The Tatzelwurm heard the familiar voice and slithered towards its source. Charlotte was certain things would work out, but something had happened.
Charlotte’s arm started moving on its own. “Wait, what’s happening?”
“Fear not, young child,” the voice said. “This is necessary!”
The crystal girl near the cat began showing cracks on her slumbering body, Charlotte was unwillingly increasing gravity around the statuesque girl. The increased pressure caused the cracks to turn into fractures, as pieces of it fell from the body. Before wither of them knew it, the sleeping crystalline girl was no more.
Charlotte was horrified at what she was made to do. Before the Tatzelwurm noticed her she ran away. She ended up in a new path in the brackish mud, a line of stumps sticking out of the bog. The dirty water cleared up as aqua regina flooded it, replacing it with browns and blues that soon gave way to colorless clarity.

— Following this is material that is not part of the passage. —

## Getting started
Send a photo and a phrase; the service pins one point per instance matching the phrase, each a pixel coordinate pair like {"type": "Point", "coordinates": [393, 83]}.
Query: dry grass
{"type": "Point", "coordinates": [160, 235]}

Charlotte stopped running and held her knees, desperate for breath, “What…what did I do? What’s happening?”
The voice whispered once more. “You did nothing wrong, child. That girl was long since dead.”
“But—” Charlotte said.
“Proceed!” the voice commanded.
Charlotte looked back and saw that the road behind her had sank unto the clear water. There was no way back, even if she wanted too. With a heavy heart she obeyed the voice and leaped from stump to stump, heading towards the third and final switch. Yet with each leap, she wondered if she was truly doing the right thing. Doubt formed into her heart.
???
Emily and Tim’s groups caught each other up on what occurred since they separated, including the current state of the well.
“There were thee sisters that attacked us?” Emily said.
Tim nodded. “Quite, they were trying to abduct this child,” he gestured to Niel.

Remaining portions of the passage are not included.